Crônica do fim de agosto
Crônica do fim de agosto
“O que eu tinha a dizer já foi dito/por muito verso bonito/de muita gente legal.”
“Apegos são os anexos (...) Acabar com a consciência de meu é acabar com todas as escravidões. Considere-se apenas um tutor de tudo que lhe é dado em confiança."
“Gosto da regra que corrige a emoção. Gosto da emoção que corrige a regra”.
Três citações para começar e que vem a calhar. Calham as citações. Estavam próximas, vieram anteontem, ontem e hoje. Por que não compartilhar? Dois palitos e veremos a primavera chegar. Ela chega em setembro e vai embora em dezembro. Se você tivesse entrado no parque pelo obelisco, veria uma mulher gorda sentada numa beirada. Moradora do local, expatriada. “Quem passa nem liga já vai trabalhar. E você minha amiga, já pode chorar”. Citações não faltam. Expatriados idem. O amigo Brandi me revela em e-mail que apesar de terem censurado uma música do Gabriel Pensador, (que veio em anexo), não o impediram de pensar. Só por hoje, penso eu, às 9 da manhã. Longe de ser uma peça maior do Pensador, é antes de mais nada um bom retrato da função do artista. A música expressa que a fome e a miséria são frutos da corrupção e que as seguintes categorias profissionais deveriam estar atrás das grades. Bem, começaram a censurar. Resta saber não o que vem depois, mas quando.
Sucessão de belos dias ensolarados depois de um festival de umidade que torrou a paciência dos que saltam poças para não enxarcar os pés.
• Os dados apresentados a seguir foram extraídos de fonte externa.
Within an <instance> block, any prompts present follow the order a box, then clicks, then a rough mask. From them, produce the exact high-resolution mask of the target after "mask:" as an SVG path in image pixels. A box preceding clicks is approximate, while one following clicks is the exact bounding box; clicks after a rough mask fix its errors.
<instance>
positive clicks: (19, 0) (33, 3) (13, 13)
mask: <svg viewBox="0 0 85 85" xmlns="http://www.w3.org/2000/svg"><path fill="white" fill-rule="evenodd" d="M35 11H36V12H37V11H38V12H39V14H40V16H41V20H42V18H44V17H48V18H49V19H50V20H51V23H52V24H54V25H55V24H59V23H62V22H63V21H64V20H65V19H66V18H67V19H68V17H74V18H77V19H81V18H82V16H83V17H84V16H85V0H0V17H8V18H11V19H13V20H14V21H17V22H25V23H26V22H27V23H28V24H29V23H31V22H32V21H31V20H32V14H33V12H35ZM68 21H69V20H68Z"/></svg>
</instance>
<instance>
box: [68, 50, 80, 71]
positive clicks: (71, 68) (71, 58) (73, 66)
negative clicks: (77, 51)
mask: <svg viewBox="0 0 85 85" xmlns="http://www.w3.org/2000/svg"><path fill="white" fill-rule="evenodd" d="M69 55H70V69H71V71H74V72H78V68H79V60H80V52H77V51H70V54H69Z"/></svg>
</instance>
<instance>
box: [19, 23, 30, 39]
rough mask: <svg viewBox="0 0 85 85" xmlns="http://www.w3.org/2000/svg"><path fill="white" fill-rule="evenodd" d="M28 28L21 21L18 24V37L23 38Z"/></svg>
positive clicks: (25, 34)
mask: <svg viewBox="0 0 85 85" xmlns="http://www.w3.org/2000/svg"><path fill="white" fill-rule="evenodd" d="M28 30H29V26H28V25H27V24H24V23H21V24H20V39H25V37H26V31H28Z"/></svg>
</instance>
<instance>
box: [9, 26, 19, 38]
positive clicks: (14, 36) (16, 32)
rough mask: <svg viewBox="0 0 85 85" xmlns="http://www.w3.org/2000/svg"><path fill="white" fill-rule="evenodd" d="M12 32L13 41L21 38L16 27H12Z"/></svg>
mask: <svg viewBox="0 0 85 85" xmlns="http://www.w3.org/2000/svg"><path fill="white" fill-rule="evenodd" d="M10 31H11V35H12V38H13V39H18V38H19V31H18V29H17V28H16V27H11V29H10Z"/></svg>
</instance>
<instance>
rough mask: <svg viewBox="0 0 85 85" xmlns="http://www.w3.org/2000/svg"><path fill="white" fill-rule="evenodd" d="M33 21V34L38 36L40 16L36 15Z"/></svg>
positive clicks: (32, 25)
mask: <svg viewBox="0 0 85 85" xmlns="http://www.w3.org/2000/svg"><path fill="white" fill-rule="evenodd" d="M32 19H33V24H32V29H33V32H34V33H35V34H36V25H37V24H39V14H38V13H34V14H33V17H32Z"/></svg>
Na esquina da Brigantonio com a Santos, às 10 horas, um mendigo cantarola: “Oxalá, meu Pai, tem pena de mim Senhor, a volta do mundo é grande, seu poder é bem maior”. Escrito assim não sei como soa, mas ele fazia num lamento risonho, com melodia. Alguém, em algum tempo, compôs: “prefiro ser mendigo que ladrão”. Nesse fim de agosto, difícil saber para onde o vento está soprando. Quem tem algum conhecimento e um pingo de simancol já sabe que a melhor máxima é “só sei que nada sei”. Quem ainda não sabe nada ostenta no rosto a serenidade da ignorância. Curiosamente, os dois estados chegam em locais semelhantes. Pelo menos aparentemente. E afinal de contas, o que é que importa?
Pesquisadores, exaustos depois de pesquisarem sobre culturas em extinção, revelam que todas tem 4 caminhos básicos para se alcançar a graça: cantando, dançando, contando histórias, praticando o silêncio. Deveriam ensinar canto e dança aos que legislam arbítrios levianos, para que um dia praticassem o silêncio e então ouvissem as histórias dos que sofreram com seus desatinos. Tudo pela evolução. Seria brando, seus olhos se abririam e a fada do fim de agosto, com uma varinha de condão, lhes diria num sussurro quase melódico: “Oxalá, meu Pai, a volta do mundo é grande, seu poder é bem maior”.